Without looking into the details of the dataset, I already see some possible sources of bias. First, the dataset is not current, and therefore the findings of this project can be outdated. Although it is original and cited, it is indicated that the data was taken from survey respondents without specifying genre or location. The data can be comprehensive for the 30 individuals surveyed but cannot be extrapolated to an entire population.
This dataset can be limited and biased for Bellabeat, who is interested in women's health. Therefore the findings of this project should specify this.

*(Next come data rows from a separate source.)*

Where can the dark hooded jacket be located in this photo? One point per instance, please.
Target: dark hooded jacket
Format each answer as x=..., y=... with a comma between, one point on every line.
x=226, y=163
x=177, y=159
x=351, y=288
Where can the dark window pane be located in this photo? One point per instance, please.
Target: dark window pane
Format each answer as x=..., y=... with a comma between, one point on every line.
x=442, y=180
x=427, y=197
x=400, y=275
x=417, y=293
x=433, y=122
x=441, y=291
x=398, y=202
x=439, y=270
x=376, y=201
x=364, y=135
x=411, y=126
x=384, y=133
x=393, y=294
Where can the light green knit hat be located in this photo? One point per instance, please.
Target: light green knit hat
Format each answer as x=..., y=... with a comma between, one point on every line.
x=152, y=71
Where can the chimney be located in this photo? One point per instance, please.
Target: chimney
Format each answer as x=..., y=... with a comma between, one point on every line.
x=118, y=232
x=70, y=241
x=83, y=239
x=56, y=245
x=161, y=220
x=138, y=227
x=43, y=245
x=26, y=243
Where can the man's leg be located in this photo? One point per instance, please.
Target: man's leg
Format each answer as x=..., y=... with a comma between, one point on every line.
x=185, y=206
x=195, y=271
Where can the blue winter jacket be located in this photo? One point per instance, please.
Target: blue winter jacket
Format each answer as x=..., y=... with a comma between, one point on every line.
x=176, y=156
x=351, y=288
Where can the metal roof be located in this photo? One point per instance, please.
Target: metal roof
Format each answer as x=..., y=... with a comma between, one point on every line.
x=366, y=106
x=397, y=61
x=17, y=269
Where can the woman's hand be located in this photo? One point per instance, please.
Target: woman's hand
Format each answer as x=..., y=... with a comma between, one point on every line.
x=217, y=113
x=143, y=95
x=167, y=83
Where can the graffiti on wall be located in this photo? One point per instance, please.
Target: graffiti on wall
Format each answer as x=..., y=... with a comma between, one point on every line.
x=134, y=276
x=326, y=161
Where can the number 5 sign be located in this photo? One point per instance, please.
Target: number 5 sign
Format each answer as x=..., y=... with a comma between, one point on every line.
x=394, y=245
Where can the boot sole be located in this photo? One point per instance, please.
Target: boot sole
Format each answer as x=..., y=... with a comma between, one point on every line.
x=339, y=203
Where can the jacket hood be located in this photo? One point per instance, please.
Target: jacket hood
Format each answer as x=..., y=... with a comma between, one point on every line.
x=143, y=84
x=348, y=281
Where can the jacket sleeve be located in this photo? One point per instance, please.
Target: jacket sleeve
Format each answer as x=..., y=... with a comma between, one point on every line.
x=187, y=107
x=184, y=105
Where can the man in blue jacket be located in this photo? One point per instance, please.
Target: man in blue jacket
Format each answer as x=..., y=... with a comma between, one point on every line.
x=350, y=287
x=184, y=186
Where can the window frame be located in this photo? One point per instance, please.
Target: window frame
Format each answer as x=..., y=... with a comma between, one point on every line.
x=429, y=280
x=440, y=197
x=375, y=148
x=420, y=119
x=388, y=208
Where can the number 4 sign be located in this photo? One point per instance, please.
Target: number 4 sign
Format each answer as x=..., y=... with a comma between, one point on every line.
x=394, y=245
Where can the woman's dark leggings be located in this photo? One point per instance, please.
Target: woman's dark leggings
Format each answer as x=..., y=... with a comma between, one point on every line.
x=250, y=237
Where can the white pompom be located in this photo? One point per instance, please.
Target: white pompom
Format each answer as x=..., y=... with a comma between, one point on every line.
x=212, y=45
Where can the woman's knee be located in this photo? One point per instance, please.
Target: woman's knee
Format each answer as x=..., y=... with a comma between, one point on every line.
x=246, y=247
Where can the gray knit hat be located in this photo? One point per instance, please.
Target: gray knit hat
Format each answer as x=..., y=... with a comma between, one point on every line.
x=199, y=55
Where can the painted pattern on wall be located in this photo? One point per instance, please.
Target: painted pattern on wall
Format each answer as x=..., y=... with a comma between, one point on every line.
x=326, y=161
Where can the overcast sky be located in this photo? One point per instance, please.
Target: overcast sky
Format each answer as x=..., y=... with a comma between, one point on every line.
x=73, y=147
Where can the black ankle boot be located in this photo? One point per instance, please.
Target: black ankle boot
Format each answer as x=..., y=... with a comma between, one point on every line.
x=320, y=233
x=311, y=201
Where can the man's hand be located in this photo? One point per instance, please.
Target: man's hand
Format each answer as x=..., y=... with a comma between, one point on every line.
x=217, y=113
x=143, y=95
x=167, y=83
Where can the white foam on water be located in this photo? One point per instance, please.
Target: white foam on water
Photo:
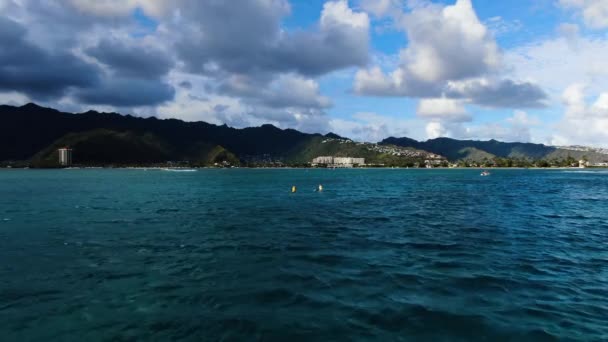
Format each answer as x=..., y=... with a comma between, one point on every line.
x=179, y=170
x=594, y=172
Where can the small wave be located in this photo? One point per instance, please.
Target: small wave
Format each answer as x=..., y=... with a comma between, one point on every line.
x=587, y=171
x=179, y=170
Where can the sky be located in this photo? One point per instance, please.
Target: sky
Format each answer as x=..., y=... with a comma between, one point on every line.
x=520, y=70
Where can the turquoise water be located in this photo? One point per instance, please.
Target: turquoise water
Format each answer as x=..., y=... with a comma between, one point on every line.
x=440, y=255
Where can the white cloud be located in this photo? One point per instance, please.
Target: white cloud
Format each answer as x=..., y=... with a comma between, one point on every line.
x=557, y=63
x=585, y=119
x=594, y=12
x=446, y=45
x=442, y=109
x=337, y=13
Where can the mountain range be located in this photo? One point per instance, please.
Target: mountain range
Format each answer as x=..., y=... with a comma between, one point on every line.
x=31, y=134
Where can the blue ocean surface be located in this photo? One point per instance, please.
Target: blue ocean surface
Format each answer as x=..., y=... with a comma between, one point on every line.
x=231, y=254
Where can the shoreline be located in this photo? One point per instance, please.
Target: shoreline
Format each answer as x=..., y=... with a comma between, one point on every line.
x=161, y=168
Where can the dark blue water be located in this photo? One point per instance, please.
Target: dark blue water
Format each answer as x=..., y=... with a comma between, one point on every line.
x=440, y=255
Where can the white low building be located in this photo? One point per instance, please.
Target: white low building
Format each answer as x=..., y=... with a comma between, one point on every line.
x=338, y=161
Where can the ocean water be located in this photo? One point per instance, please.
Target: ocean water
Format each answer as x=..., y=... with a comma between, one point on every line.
x=383, y=255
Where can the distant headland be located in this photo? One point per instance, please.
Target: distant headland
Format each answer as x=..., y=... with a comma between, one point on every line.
x=39, y=137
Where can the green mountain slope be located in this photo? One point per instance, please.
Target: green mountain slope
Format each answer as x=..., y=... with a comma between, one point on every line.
x=473, y=150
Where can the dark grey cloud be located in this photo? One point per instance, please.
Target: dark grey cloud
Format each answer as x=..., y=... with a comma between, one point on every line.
x=133, y=60
x=502, y=94
x=126, y=92
x=185, y=85
x=36, y=72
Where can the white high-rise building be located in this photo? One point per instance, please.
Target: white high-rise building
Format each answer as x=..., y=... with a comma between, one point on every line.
x=65, y=156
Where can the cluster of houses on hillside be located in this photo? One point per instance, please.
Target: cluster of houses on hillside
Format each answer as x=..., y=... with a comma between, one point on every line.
x=338, y=161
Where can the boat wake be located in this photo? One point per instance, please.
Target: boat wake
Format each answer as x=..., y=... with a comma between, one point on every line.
x=179, y=170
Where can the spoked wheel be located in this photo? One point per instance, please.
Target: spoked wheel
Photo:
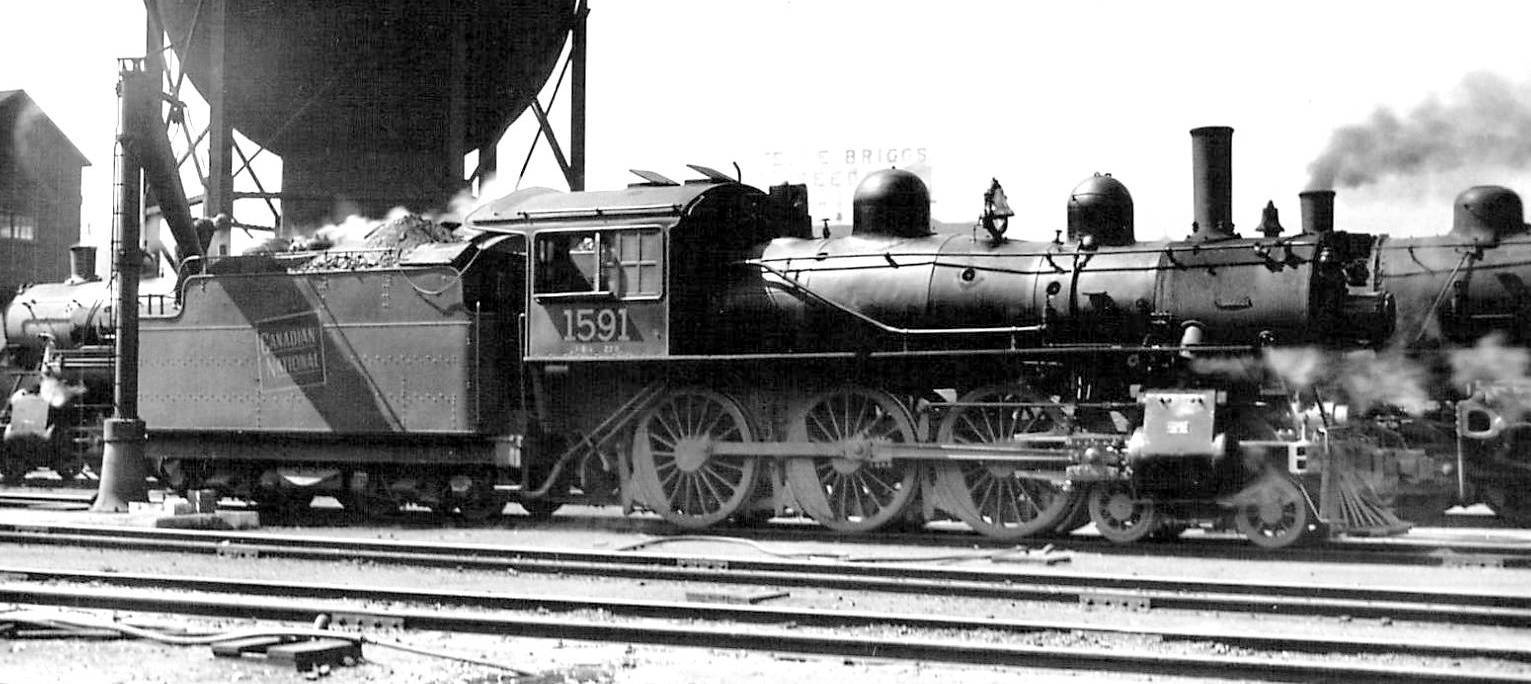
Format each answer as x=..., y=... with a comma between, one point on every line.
x=994, y=498
x=1276, y=513
x=1119, y=514
x=1077, y=516
x=852, y=493
x=674, y=462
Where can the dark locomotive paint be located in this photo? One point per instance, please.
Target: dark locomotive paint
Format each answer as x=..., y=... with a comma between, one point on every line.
x=694, y=349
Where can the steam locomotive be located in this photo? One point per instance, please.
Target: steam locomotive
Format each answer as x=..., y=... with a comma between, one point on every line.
x=695, y=351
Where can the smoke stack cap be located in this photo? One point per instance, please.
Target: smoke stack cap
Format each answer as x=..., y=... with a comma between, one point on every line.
x=1101, y=208
x=1487, y=213
x=891, y=202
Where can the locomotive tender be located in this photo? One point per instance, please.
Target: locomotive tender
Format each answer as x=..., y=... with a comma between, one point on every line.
x=695, y=351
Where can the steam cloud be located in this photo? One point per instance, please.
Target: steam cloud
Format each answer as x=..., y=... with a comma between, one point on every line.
x=1487, y=121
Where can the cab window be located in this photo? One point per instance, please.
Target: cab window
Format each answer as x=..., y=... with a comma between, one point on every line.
x=622, y=263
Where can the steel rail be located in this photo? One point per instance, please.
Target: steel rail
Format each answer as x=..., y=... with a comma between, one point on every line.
x=98, y=596
x=1392, y=551
x=1227, y=596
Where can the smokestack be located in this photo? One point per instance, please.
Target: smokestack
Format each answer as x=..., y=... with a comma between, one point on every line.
x=1318, y=210
x=81, y=263
x=1213, y=181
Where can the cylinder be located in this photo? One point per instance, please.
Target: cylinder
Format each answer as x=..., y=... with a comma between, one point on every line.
x=1318, y=210
x=1213, y=179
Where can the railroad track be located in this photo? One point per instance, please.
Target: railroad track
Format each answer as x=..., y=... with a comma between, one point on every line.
x=845, y=573
x=775, y=629
x=1393, y=551
x=1397, y=551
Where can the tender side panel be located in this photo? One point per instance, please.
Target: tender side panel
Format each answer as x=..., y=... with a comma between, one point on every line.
x=345, y=354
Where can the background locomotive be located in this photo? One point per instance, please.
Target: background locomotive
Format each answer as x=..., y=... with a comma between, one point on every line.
x=695, y=351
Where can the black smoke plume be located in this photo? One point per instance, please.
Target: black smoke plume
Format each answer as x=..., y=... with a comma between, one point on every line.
x=1485, y=121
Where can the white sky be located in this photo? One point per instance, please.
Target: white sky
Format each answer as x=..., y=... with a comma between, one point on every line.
x=1038, y=95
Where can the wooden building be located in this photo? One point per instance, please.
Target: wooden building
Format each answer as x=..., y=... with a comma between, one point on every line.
x=39, y=195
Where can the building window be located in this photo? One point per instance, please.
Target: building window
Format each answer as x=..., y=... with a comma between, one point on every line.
x=17, y=227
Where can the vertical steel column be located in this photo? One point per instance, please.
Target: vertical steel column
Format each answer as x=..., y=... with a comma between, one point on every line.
x=219, y=195
x=577, y=100
x=123, y=470
x=457, y=98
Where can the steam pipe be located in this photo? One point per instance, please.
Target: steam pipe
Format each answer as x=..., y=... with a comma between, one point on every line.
x=144, y=132
x=1318, y=210
x=123, y=469
x=1213, y=181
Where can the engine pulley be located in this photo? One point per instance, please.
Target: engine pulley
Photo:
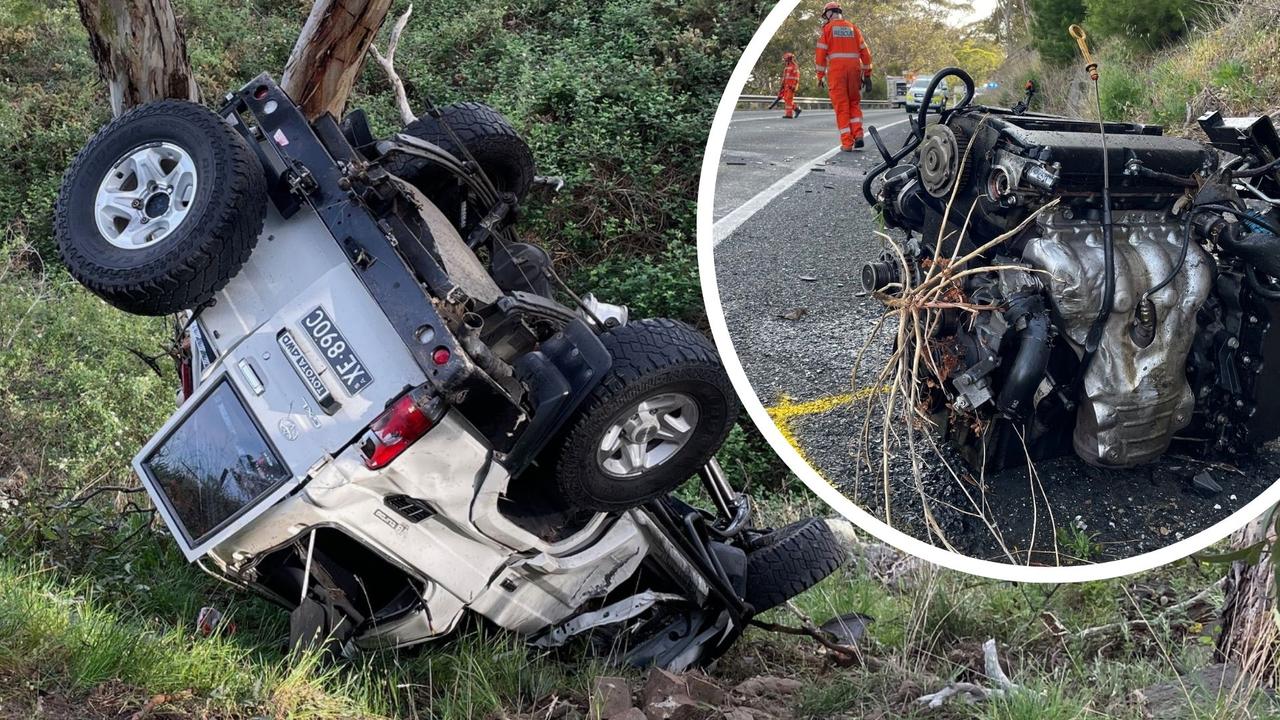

The original dataset is located in the Zenodo repository.
The Fitabase dataset contains the following files:
dailyActivity_merged.csv
heartrate_seconds_merged.csv
hourlyCalories_merged.csv
hourlyIntensities_merged.csv
hourlySteps_merged.csv
minuteCaloriesNarrow_merged.csv
minuteIntensitiesNarrow_merged.csv
minuteMETsNarrow_merged.csv
minuteSleep_merged.csv
minuteStepsNarrow_merged.csv
weightLogInfo_merged.csv
I identified other cited and reliable open datasets that might be helpful:
- A dataset for 46 participants using apple watch and Fitbit charge [2], I will call this dataset AppleFitbitData. This dataset contains the following files:
aw_fb_data.csv
data_for_weka_aw.csv
data_for_weka_fb.csv
I found the preprint related to the dataset here. It is helpful to understand the data. After looking at that paper, I know that each row corresponds to one minute of recorded activity. Participants were asked to do six different tasks in 65 minutes. In the files, I can find 49 participants (23 men and 26 women), which is different from what the website's dataset indicated.
- A dataset of first-year college students using Fitbit to study the effects in academic performance in Fall 2017 [3]. I will call this dataset FitbitsAndGradesData. This dataset can be helpful because it contains data split into gender; I found the paper from this dataset, and the link is here.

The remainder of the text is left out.